On view from 13 August, approximately fifteen works from Hurtado’s I Am series spotlight the uniquely poetic way in which she channeled her lifelong fascination with corporality and self-affirmation into powerful yet delicate images in charcoal, crayon, graphite, ink, and gouache. These deeply personal self-portraits find the artist exchanging her own visual perspective with that of the viewer.
These drawings and paintings on paper allow viewers to inhabit Hurtado’s gaze—to look down onto fragments of her body as if it was their own—through the use of dramatic foreshortening and tight cropping. Thus, Hurtado’s breasts, stomach, arms, hands, legs, and feet, shown from a perspective seldom offered in the history of portraiture, become those of the viewer.
Reinforcing the quiet privacy of these scenes, Hurtado is often depicted performing such quotidian activities as reading, holding a spoon, or simply taking a step. The quickness of the artist’s ink marks, delicate application of paint, and soft rubbing of charcoal amplify the immediacy and poignancy of these works.
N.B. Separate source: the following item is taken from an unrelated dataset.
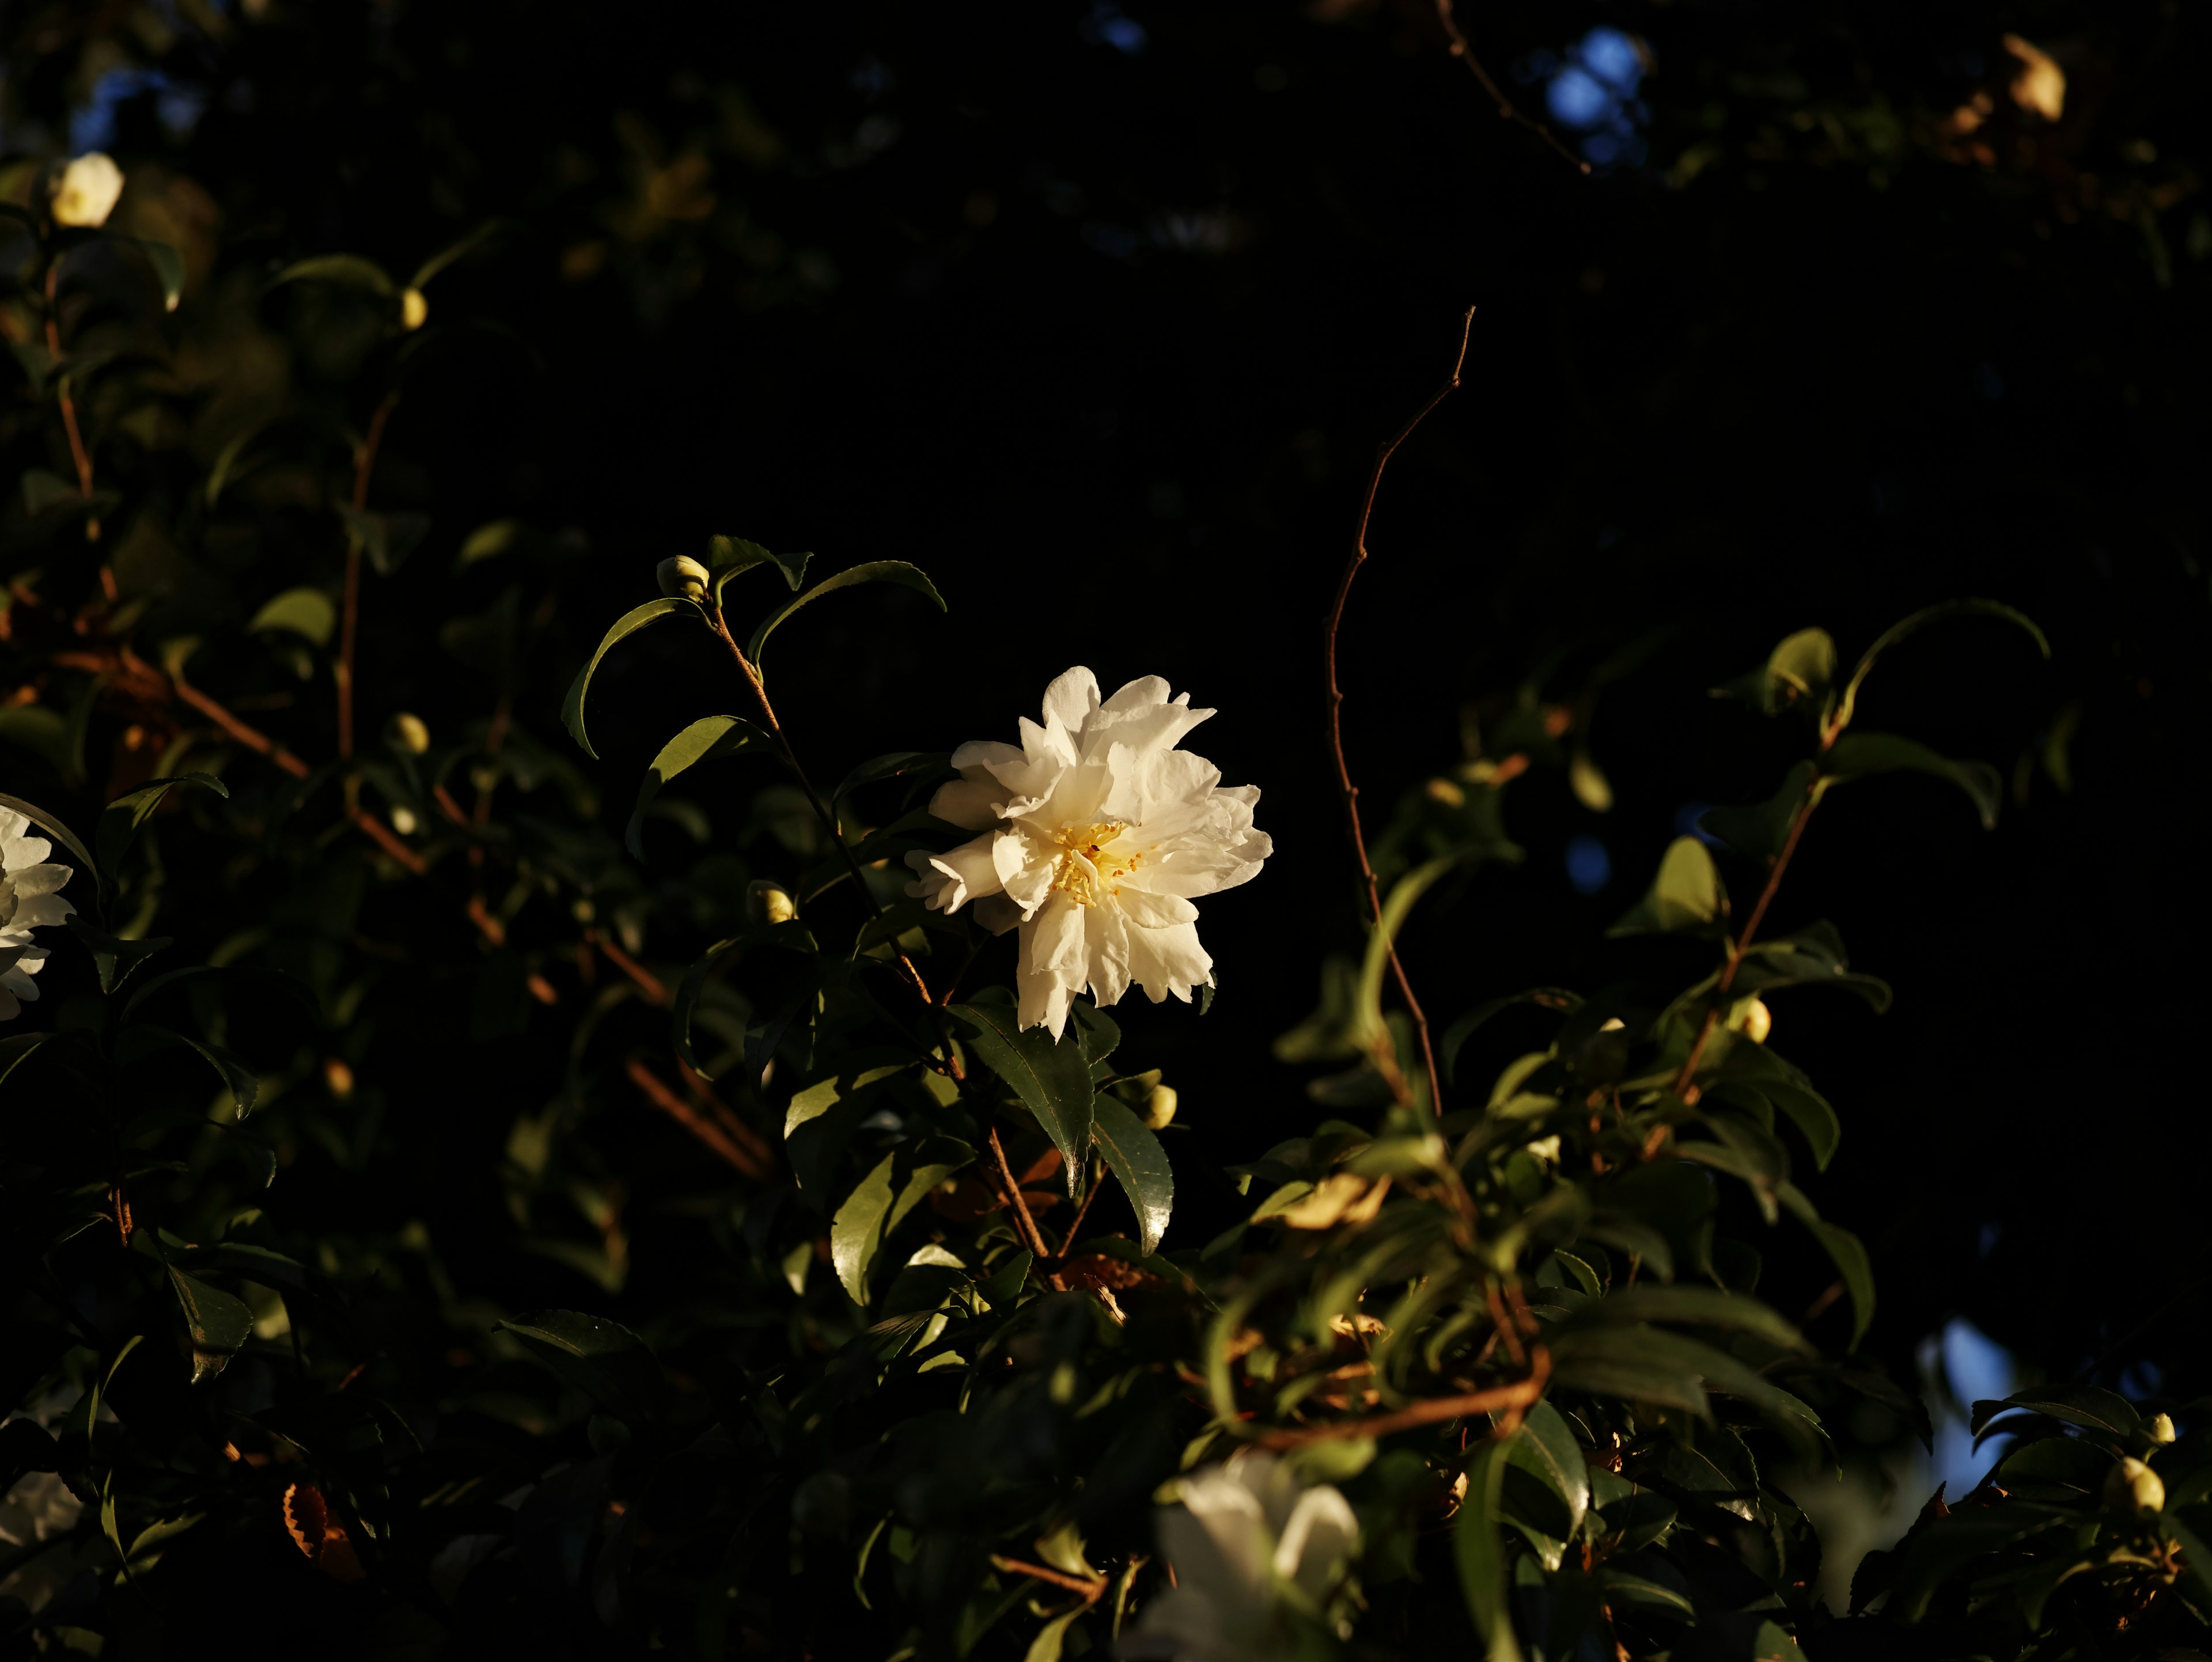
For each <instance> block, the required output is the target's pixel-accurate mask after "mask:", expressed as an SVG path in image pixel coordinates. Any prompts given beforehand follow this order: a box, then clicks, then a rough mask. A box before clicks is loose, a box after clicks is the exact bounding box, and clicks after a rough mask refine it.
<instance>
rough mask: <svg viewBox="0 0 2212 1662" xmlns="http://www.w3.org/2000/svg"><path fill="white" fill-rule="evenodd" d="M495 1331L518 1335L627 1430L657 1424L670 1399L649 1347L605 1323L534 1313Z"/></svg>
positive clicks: (604, 1321) (575, 1386)
mask: <svg viewBox="0 0 2212 1662" xmlns="http://www.w3.org/2000/svg"><path fill="white" fill-rule="evenodd" d="M493 1328H495V1330H502V1332H511V1334H515V1339H520V1341H522V1343H524V1346H529V1350H531V1352H533V1354H535V1357H538V1359H540V1361H544V1363H546V1365H549V1368H551V1370H553V1372H555V1374H560V1377H562V1379H566V1381H568V1383H571V1385H575V1388H577V1390H582V1392H584V1394H586V1396H591V1401H593V1403H597V1405H599V1407H602V1410H604V1412H608V1414H613V1416H615V1419H619V1421H624V1423H628V1425H641V1423H646V1421H650V1419H655V1416H657V1414H659V1412H661V1405H664V1403H666V1399H668V1379H666V1377H664V1374H661V1365H659V1363H657V1361H655V1359H653V1352H650V1350H648V1348H646V1341H644V1339H639V1337H637V1334H635V1332H630V1330H628V1328H624V1326H619V1323H615V1321H608V1319H606V1317H593V1315H582V1312H580V1310H535V1312H533V1315H522V1317H513V1319H511V1321H500V1323H493Z"/></svg>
Hurtado began the I Am series (which includes both works on paper and on canvas) in the late 1960s and continued the series while living in Santiago, Chile, with her husband, the painter Lee Mullican, and their two sons. While in Chile, Hurtado used her closet as a studio; its confined dimensions contributed to the dramatic perspective and lighting—often just a beam of light through the closet door—in the final images.
Born in Maiquetía, Venezuela, in 1920, Luchita Hurtado dedicated over eighty years of her extensive oeuvre to the investigation of universality and transcendence. Developing her artistic vocabulary through a coalescence of abstraction, mysticism, corporality and landscape, the breadth of her experimentation with unconventional techniques, materials and styles speak to the multicultural and experiential contexts that shaped her life and career. Hurtado emigrated to the United States in 1928, settling in New York where she attended classes at the Art Students League. She relocated to Mexico City in the late 1940s and then moved to San Francisco Bay in the following decade. Eventually, Hurtado settled in Santa Monica, California and frequently visited her second home in Taos, New Mexico.